New Delhi, May 22 : Those who are not residents of Delhi get astonished whenever they walk down the narrow streets of the national capital’s congested areas and suddenly encounter a small-scale industry.

People usually visualise a factory as a big building in an open space with a chimney on the top, but, the reality bites in Delhi, and one wonders why these are not on the radar of bulldozers.

The city is the epicentre of thousands of such factories and are ticking time bombs. When IANS compiled the data of major fire accidents that have occurred in the past couple of years, the factories being run without fire safety standards, were found to be a substantial part of such incidents.

Twenty seven human lives perished on May 13, Friday, in one of the deadliest tragedies that the national capital has seen in the recent past years. A massive fire gutted a four-storey building located near a metro station, charring to death 27 and wounding 12 people in west Delhi’s Mundka area.

In December 2019, 44 lives were claimed after a fire broke out in an illegal factory at Anaj Mandi. A firecracker storage unit in Bawana left 17 persons, including 10 women, dead in January 2018. If we do not go by the number of casualties, then fire breaks out every then and now in some Delhi factory.

Every year the Delhi Fire Service provides a Fire No Objection Certificate to around 50-70 factories, however, several still go unnoticed. A senior fire department official told IANS that they do not directly deal with the public to provide an NOC.

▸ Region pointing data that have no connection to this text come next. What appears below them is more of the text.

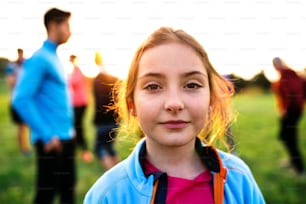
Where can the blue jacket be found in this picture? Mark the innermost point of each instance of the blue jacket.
(41, 96)
(126, 182)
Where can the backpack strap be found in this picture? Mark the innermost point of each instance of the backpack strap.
(211, 158)
(219, 179)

“We are not a licensing authority to do that. It is the duty of the building authority or the civic agency to refer the case to us before permitting or giving a license to a building or even a factory,” the official said.

Pertinent to mention that most of the buildings that are gutted in fire incidents lack the fire safety standards and most importantly a Fire NOC.

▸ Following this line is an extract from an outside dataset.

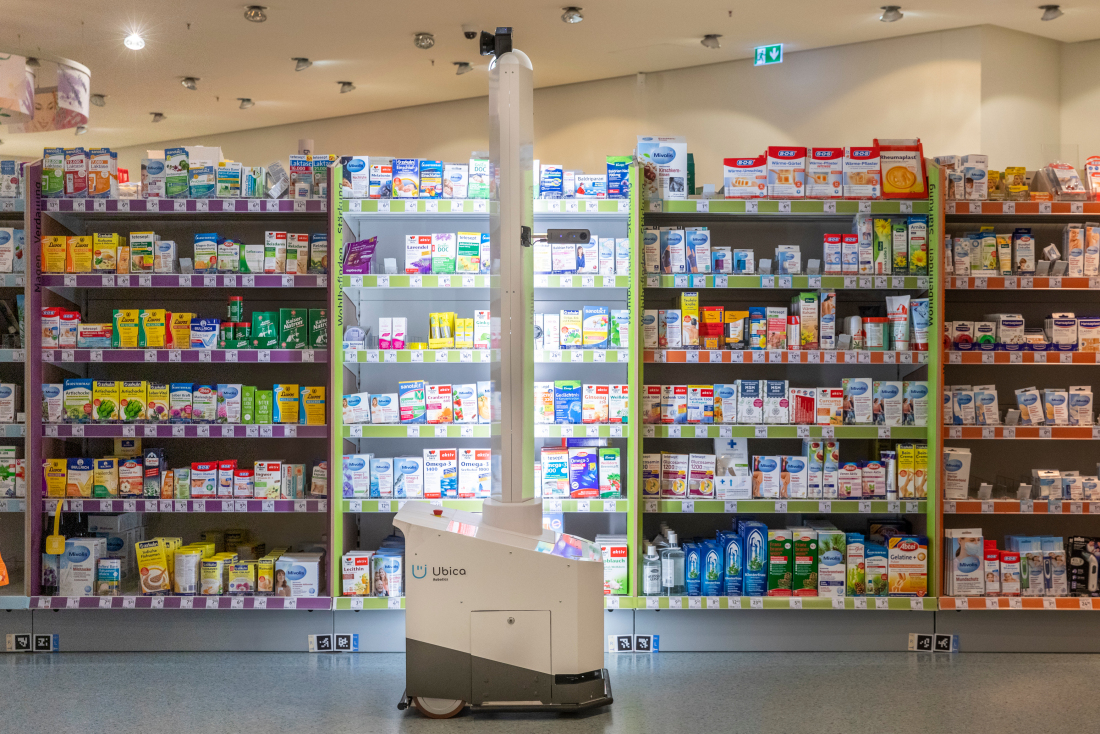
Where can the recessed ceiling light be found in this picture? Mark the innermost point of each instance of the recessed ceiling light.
(571, 15)
(1051, 12)
(891, 13)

A Fire NOC certifies that a building has been deemed complied with the fire prevention and fire safety requirements in accordance with Rule 33 of the Delhi Fire Service Rules.

Delhi Fire Service chief Atul Garg, while speaking to IANS, informed that till now 42 people have died in May, this year while 117 suffered injuries. The number of casualties in previous years during the month of May were — 41 in 2021, 10 in 2020 and 18 in 2019.

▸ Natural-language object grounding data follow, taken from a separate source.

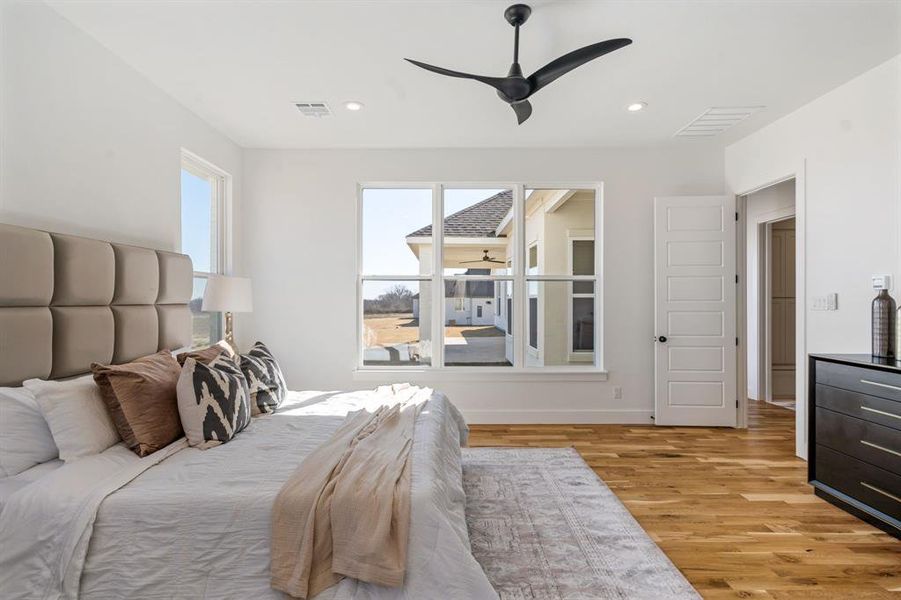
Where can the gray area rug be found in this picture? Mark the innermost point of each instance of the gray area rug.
(545, 527)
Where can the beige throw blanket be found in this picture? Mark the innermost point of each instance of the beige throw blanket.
(345, 512)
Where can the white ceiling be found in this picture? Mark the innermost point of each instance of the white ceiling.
(240, 64)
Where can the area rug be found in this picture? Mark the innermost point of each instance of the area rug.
(545, 527)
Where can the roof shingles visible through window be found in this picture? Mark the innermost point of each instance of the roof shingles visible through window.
(479, 220)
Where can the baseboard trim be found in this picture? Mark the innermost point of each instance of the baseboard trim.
(558, 417)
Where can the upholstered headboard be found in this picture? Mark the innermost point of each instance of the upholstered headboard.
(67, 301)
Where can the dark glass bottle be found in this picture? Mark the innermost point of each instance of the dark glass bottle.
(883, 325)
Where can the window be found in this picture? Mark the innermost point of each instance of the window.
(432, 257)
(203, 237)
(581, 309)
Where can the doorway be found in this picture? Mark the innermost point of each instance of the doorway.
(771, 295)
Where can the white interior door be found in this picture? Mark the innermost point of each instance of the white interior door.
(694, 270)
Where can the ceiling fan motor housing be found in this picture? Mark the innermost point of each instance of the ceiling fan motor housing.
(517, 14)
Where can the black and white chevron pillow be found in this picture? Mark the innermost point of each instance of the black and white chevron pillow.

Clearly, the numbers have risen when compared to the previous years. Not just the number of casualties, the Fire calls also soared by 49 per cent this year in May.

In 2020, as many as 1,432 calls were received till May 19 while this year so far 2,145 calls were attended by the DFS, i.e., over 2,000 fire related incidents have been reported in just the first 19 days of the month!

Delhi Fire Service is constantly upgrading itself both technically and manually, but, the rising levels of temperature and population of the workers in the alleged factories are adding to the woes. Every year lakhs of poor people come to Delhi to improve their living conditions and finally get trapped in these factories as workers.

The gut-wrenching audio clip of a phone call between two brothers, where the one who was trapped inside the building told the other that he won’t survive and to take care of his family, during the Anaj Mandi blaze in 2019 was a wake up call for the authorities to prevent such incidents but even now, three years later, the incidents continue to happen.